Edward prepared peas and baked potatoes to go with the T-bones. That he could actually cook took her back, for she had never in all the years seen him work in a kitchen. This certainly was an aspect of his life unfamiliar to her, but she kept her amazement over his culinary skills to herself. Edward said nothing of the wine, and appeared to Ellie gentle and kind and stealthily insecure about the missing bottle and the lost opportunity to make an elaborate toast.
To our new life! Ha. Not for me, she thought.
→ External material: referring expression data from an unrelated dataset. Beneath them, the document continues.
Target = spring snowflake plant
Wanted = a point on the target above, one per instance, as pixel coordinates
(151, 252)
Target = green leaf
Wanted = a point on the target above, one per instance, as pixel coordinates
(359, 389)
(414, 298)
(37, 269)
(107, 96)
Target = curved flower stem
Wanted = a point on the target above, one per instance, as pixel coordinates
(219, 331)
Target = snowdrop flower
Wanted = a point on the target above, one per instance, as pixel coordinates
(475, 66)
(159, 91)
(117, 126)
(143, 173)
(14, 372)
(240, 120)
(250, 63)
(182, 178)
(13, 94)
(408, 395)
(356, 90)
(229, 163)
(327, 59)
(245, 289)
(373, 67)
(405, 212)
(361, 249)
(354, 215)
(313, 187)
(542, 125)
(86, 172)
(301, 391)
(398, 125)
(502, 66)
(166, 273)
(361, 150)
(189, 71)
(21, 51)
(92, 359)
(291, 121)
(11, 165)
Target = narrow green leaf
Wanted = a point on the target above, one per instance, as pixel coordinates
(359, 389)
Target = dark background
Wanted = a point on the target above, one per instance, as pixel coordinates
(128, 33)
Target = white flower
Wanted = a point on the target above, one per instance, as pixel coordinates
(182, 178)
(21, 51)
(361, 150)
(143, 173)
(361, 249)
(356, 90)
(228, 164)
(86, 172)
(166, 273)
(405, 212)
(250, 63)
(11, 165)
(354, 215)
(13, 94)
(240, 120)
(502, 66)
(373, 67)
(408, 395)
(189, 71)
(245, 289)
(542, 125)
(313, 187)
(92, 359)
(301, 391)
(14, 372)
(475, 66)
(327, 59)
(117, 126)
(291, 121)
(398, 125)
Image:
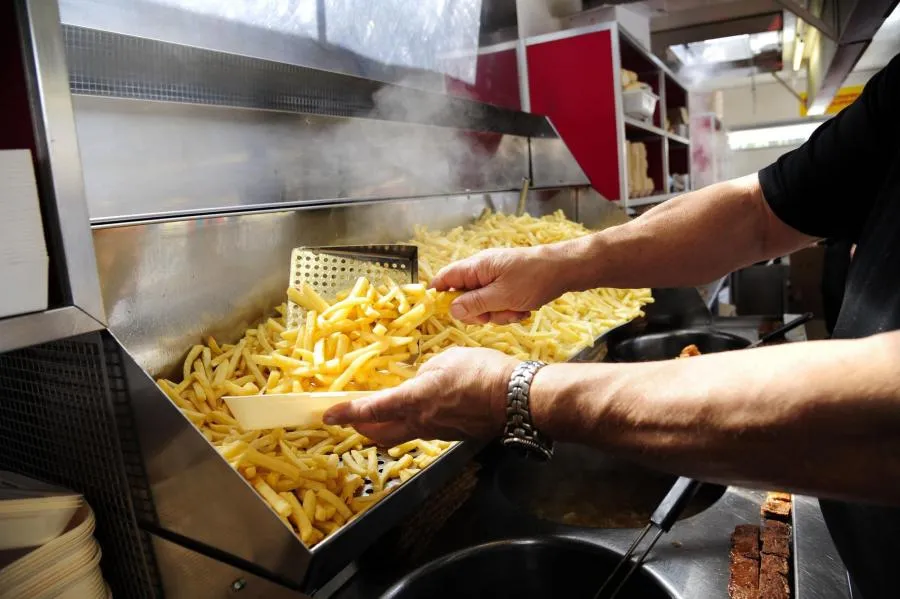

The fresh air, she guessed, had given her the surprising appetite. After the quiet meal, they sat together on the porch. They looked at the lake, ate a scoop of French vanilla ice cream with cake and drank coffee.
The boy had gone.
The next morning, the smell of food stirred Ellie awake. She smelled fish, perhaps fried potatoes, certainly bacon. She had slept until 9:30, later than she normally did. She felt well-rested.
"Good morning," the Judge said, pouring her a glass of orange juice. He was wearing a new bathrobe she had not seen before, a burgundy wool tweed. "Have a seat. I'm going to serve you the best trout you've ever had."
The breakfast looked pleasant enough to Ellie, nearly up to the standards she required of Rosita, and also Carla, who always prepared Ellie's breakfast when Rosita had her day off. She served herself a strip of crisp bacon, golden-brown fried potatoes diced the way she liked, and a trout that Edward had cooked in butter. Black, rich gourmet coffee warmed in a pot alongside a plate of toast and a jar of strawberry jam in the center of the table. She realized, considering yesterday's meal, Edward actually enjoyed cooking, a disarming trait to say the least. The trout was tasty, and the eggs over-easy.